Auswärtiger Anwalt erhält 12 Euro für Aktenversand

Ein auswärtiger Rechtsanwalt hat Anspruch auf die Aktenversendungspauschale von 12 Euro. Bei Dokumentenpauschalen sind die Maßstäbe aber strenger. Dies entschied das AG Tiergarten (Az. 312 OWi 100/25). Hierauf weist die BRAK hin.

BRAK, Mitteilung vom 11.09.2025

Ein auswärtiger Rechtsanwalt hat Anspruch auf die Aktenversendungspauschale von 12 Euro. Bei Dokumentenpauschalen sind die Maßstäbe aber strenger.

Das AG Tiergarten hat entschieden, dass einem auswärtigen Anwalt die Aktenversendungspauschale von 12 Euro auch dann zu erstatten ist, wenn die Mandantin am Gerichtsort wohnt. Ihr könne nicht aufgegeben werden, einen am Gerichtsort kanzleiansässigen Verteidiger zu mandatieren, der die Akte auf der Geschäftsstelle des Gerichts am Ort hätte einsehen können. Die freie Wahl des Verteidigers dürfe nicht durch Kostenargumente beschränkt werden. Hinsichtlich der Dokumentenpauschale entschied das Gericht allerdings im Grundsatz strenger: Kopiert ein Anwalt unnötige Seiten der Gerichtsakten – nämlich eigene Schreiben – so kann die Dokumentenpauschale insgesamt abgezogen werden (Beschluss vom 14.08.2025, Az. 312 OWi 100/25).

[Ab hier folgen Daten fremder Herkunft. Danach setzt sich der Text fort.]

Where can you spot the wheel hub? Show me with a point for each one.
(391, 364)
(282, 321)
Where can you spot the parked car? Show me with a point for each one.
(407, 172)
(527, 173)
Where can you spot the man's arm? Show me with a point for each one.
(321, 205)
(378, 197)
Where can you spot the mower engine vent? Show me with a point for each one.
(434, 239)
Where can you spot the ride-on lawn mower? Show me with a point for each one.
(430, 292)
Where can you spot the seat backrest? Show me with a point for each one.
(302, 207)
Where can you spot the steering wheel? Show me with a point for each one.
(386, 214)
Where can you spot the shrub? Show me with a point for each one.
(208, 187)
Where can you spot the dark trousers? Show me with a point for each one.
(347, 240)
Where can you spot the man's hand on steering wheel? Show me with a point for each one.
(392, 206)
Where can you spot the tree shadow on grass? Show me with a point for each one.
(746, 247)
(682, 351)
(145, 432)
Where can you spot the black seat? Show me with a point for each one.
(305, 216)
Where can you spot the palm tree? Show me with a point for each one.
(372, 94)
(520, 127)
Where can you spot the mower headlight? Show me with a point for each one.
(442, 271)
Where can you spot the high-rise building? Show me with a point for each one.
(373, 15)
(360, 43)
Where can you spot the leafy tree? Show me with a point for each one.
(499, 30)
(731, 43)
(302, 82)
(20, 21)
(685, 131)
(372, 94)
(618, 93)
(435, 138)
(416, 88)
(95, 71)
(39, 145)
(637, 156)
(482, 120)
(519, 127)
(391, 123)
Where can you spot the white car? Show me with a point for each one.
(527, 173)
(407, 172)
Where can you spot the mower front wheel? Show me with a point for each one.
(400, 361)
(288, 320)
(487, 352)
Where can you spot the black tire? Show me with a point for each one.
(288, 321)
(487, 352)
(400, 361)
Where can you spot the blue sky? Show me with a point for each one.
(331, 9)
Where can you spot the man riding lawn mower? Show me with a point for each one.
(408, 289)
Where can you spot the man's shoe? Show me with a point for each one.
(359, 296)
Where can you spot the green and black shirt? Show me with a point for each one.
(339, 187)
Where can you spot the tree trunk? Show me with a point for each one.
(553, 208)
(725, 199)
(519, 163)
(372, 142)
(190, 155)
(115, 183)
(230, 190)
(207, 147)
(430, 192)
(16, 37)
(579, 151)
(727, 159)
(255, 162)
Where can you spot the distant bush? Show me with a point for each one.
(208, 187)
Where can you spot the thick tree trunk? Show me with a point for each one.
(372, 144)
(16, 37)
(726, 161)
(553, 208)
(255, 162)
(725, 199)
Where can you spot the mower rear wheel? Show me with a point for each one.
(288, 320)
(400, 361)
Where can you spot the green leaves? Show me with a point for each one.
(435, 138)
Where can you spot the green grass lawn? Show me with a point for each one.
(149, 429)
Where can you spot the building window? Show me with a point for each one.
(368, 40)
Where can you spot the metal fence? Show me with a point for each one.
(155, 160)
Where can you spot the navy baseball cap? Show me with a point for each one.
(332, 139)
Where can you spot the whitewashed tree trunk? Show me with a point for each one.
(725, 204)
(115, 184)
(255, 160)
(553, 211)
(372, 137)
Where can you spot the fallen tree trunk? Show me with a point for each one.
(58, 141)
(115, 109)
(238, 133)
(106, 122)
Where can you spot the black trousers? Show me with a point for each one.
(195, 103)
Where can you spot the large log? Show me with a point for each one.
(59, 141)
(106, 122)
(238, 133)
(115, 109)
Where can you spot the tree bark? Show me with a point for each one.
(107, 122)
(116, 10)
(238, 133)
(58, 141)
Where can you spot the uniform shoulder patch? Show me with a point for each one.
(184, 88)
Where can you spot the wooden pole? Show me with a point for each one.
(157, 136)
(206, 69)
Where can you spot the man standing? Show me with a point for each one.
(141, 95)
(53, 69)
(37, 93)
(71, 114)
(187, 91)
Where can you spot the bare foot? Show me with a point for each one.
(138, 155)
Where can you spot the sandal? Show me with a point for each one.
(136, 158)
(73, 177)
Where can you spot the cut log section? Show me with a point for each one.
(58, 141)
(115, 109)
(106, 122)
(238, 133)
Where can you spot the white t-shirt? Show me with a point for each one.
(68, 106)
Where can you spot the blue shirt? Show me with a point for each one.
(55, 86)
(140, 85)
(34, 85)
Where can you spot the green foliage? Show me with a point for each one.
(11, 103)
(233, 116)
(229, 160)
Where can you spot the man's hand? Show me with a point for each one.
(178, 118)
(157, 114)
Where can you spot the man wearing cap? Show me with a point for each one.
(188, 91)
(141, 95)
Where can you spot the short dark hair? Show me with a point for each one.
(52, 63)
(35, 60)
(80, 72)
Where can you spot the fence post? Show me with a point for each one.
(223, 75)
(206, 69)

In einem Bußgeldverfahren wegen einer Verkehrsordnungswidrigkeit machte der beauftragte Verteidiger Kosten im Zusammenhang mit der Aktenversendung sowie für gefertigte Ablichtungen geltend. Die Kostenstelle des Amtsgerichts hatte diese nur teilweise berücksichtigt. Gegen die Festsetzung erhob der Rechtsanwalt Erinnerung.

Freie Verteidigerwahl

Das Gericht gab der Erinnerung hinsichtlich der zweiten Aktenversendungspauschale in Höhe von 12 Euro zuzüglich Umsatzsteuer statt. Es führte aus, dass die Mandantin nicht darauf verwiesen werden könne, einen dort ansässigen Anwalt zu mandatieren. Vielmehr bestehe nach § 137 Abs. 1 Satz 1 StPO und Art. 6 Abs. 3 lit. c EMRK ein Anspruch auf freie Wahl der Verteidigung. Bei auswärtiger Beauftragung sei die Aktenversendung notwendig, da ansonsten Reisekosten für die persönliche Einsicht anfallen würden, die regelmäßig höher lägen als die Pauschale.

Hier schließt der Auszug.